Esa misma tarde paramos en el lago de Carucedo, formado también a causa de las excavaciones romanas, y donde disfrutamos de una tarde fresquita y de relax. No sin olvidar pararnos en el Castillo de Cornatel, ubicado en Priaranza del Bierzo, en un promontorio rocoso y en un estado de conservación bastante bueno para imaginarte cómo sería la vida medieval del siglo XIV.

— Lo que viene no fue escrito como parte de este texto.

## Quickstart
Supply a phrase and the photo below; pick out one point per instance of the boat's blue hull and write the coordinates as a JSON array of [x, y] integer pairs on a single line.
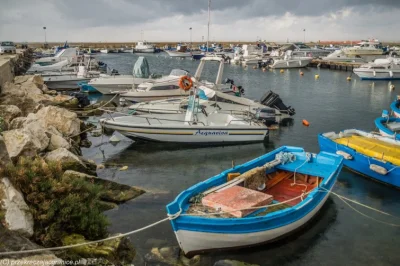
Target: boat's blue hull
[[385, 131], [360, 163], [395, 109], [374, 78], [85, 87], [196, 233], [198, 56]]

La visita en la ciudad de Ponferrada se centró básicamente en su castillo medieval, un castillo templario de grandes dimensiones y que visitamos a primera hora de la mañana solos. No hubo rincón que se nos perdiera, y aunque echo en falta más actividades enfocadas a los niños, no se aburrieron en ningún momento. Y es que un castillo, y si son dos mejor, siempre son una gran opción en los viajes familiares.
 

Bernardo, el dueño del hotel, nos recomendó una ruta por la tarde, un tanto extensa, que decidimos reducir y adaptar con los niños.
Me quedé con muchas ganas de visitar el monasterio de Carracedo, pero así tenemos excusa para volver.

No obstante hicimos una visita a O Cebrerio, primer pueblo del camino de Santiago en Galicia. Es más bien una pequeña aldea, que fue parada de mi Camino ¡hace más de 20 años! Y que queda anclada en una atmosfera medieval, de neblina y arquitectura de pallozas, con una iglesia prerrománica del siglo IX.
 

De camino a León, parada previa en Astorga, precisamente el día 25 de julio, día de Santiago, por lo que muchos pueblos de la zona celebraban sus fiestas. En Astorga no nos perdimos el Palacio Episcopal de Gaudí, de una arquitectura impecable, fruto de varias restauraciones recientes. También gustó a los niños, aunque creo que disfruté yo más que ninguno.
Y cómo no, visita express al museo del Chocolate, donde degustar una tableta 100% cacao, espectacular, y donde confirmé que el chocolate es ultra beneficioso para el organismo…


En León nos alojamos en los apartamentos In Loft, sin duda la mejor opción cuando viajamos con niños, ya que nos permite tener un espacio más amplio para todos, y algo fundamental, una cocina para poder hacer desayunos y cenas a nuestro aire.
Como decía al principio la ciudad de León es para nosotros de sobra conocida, y nos dedicamos a ver a la familia y visitando el pueblo de mis abuelos, que desde luego es lo que más disfrutaron mis hijos.
Desde luego la Catedral no les motivó nada de nada; creo que aún son pequeños para estas visitas, otra vez será.


Pero si te decides a visitar León no te puedes perder un paseo en el tren turístico, que te dará una panorámica de todo lo que puedes ver: El Palacio de los Guzmanes, la propia Catedral y sus maravillosas vidrieras, San Isidoro con las pinturas más importantes del Románico, la antigua muralla romana, o el Convento hotel de San Marcos. Da para mucho esta pequeña ciudad, y para comer, sin duda, cualquier bar-restaurante del Barrio Húmedo.

Otra visita interesante y que sí os va a gustar a toda la familia, son las Cuevas de Valporquero, cuevas de roca caliza en formación constante, donde podemos maravillarnos con la fuera del agua y la naturaleza. Merece la pena hacer el recorrido largo. Eso si, abrigaos y con botas resistentes porque la temperatura todo el año es de 7ºC.


Y hasta aquí nuestro viaje familiar. Fueron 6 días, no muy cargados de visitas o paseos largos. Hay que moderar cuando viajas con niños pequeños, e intentar disfrutar todos juntos, aunque nos queden cosas sin ver. Sin duda, repetiremos en más ocasiones, y ya estamos pensando en la próxima escapada!